An hour with Sludge Life 2: more jokes, more graffiti, more cynicism, more brilliance

1 year ago

One of the purest videogame ideas is a room whose interior you can see but not access. Not yet, anyway. This is games' four four beat, its Alberti bass and its cadmium yellow. Sludge Life, which exploded into my life a few years back, a two-hour long game that has kept me happy for days on end, knows about the power of a room you can't get to. Not yet.

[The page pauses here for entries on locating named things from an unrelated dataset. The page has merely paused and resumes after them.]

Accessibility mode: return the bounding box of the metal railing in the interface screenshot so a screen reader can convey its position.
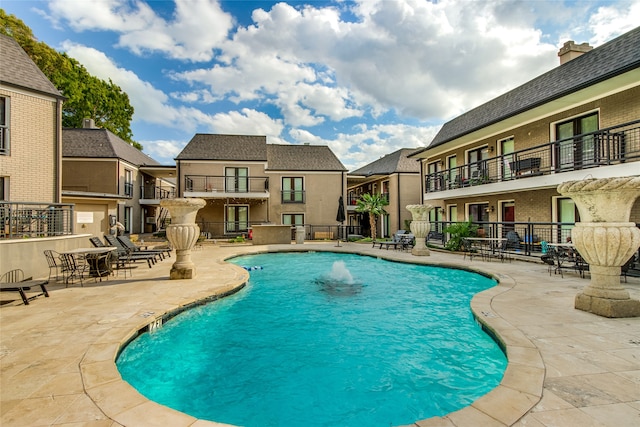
[184,175,269,193]
[0,201,74,239]
[140,185,176,200]
[425,120,640,193]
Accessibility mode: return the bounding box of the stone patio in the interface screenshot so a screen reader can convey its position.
[0,242,640,427]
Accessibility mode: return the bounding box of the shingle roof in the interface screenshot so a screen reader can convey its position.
[0,34,64,99]
[349,148,420,176]
[267,144,347,171]
[62,128,159,166]
[420,27,640,151]
[176,133,267,161]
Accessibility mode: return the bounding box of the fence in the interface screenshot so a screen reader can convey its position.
[0,202,74,239]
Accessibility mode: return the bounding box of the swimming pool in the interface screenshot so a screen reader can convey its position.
[117,253,506,427]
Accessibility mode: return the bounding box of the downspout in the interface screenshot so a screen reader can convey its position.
[53,99,62,204]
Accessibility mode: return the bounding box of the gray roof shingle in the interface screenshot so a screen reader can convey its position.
[267,144,347,171]
[0,34,64,99]
[420,27,640,151]
[62,128,159,166]
[349,148,420,176]
[176,133,267,162]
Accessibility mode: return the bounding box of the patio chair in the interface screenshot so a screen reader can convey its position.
[117,236,171,260]
[44,249,62,282]
[0,268,49,305]
[60,253,89,288]
[104,235,159,268]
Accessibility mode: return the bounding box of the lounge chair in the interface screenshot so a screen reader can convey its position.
[117,236,171,259]
[104,235,160,268]
[0,269,49,305]
[373,230,405,250]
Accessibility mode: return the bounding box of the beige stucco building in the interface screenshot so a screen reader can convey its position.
[412,28,640,243]
[176,134,346,239]
[347,148,421,237]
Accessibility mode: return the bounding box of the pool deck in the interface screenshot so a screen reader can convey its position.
[0,242,640,427]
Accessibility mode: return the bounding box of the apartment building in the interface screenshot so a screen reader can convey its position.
[176,134,346,239]
[410,27,640,242]
[62,119,176,236]
[346,148,421,237]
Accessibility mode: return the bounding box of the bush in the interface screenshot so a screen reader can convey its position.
[444,221,478,251]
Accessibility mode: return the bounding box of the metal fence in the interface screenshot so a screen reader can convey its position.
[0,201,74,239]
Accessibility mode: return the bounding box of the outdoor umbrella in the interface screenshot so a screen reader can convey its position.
[336,196,346,246]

Why is it so good? Because that room festers. You try the handle, nothing. You can maybe see through a window but you can't fit. So you have to think, regroup, return to your core skills and see how you might use them differently. You have to try things that otherwise would never have occurred to you, and when you find new items and new skills, that room you can't get to yet is always there in your mind: hey, how about me? Is it my time yet? In short, you improvise, you test the boundaries of the rules, and you explore. And that, I hope, is videogames.

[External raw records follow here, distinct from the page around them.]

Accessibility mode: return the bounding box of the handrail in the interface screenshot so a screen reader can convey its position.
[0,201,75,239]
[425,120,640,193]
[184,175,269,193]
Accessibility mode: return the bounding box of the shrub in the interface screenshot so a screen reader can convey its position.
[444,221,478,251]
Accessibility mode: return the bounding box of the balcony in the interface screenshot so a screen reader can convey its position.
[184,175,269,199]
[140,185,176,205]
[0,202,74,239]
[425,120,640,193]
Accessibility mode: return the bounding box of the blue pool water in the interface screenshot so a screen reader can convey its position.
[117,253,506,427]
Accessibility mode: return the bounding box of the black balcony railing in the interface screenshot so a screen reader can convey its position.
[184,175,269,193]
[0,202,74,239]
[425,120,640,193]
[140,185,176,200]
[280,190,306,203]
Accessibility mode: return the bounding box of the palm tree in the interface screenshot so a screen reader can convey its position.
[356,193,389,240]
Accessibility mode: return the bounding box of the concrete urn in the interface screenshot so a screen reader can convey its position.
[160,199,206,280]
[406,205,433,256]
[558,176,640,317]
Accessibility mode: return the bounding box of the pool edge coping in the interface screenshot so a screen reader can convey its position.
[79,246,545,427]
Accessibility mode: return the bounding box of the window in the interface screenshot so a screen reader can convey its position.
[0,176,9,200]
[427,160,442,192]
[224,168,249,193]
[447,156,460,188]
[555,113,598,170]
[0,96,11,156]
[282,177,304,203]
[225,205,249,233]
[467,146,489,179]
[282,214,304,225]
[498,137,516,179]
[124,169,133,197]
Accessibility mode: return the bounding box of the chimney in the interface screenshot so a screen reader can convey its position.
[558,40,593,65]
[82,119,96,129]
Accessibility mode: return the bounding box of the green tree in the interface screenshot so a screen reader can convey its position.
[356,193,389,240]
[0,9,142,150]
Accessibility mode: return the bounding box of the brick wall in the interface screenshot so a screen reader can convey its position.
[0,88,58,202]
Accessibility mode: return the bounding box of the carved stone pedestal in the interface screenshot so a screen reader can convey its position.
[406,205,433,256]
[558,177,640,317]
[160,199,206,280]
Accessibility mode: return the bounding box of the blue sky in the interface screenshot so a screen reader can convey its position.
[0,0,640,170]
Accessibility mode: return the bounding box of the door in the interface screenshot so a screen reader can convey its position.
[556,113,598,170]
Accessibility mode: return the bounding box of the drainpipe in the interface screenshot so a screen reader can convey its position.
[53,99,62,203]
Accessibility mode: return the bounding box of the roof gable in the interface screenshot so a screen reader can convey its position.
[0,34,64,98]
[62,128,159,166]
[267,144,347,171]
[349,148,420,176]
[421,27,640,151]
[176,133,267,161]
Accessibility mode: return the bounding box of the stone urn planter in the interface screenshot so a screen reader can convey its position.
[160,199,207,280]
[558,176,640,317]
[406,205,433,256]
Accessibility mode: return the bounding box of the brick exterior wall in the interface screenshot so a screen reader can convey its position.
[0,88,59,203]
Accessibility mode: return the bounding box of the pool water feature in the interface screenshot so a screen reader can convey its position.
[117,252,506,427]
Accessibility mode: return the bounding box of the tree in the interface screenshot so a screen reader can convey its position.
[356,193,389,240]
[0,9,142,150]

If you never played Sludge Life, you should play it now because it's free on Steam, and it's also everything I hope you will love: it's brisk, colourful, inventive, defeated, disgusting, exhilarating, curious in every sense. It's funny and burned out and gymnastic and cynical. It's a bottle-sized open-world with parkour and spraypainting spots and people to talk to and puzzles to solve. And it's free right now because there's a sequel on the way, freshly announced.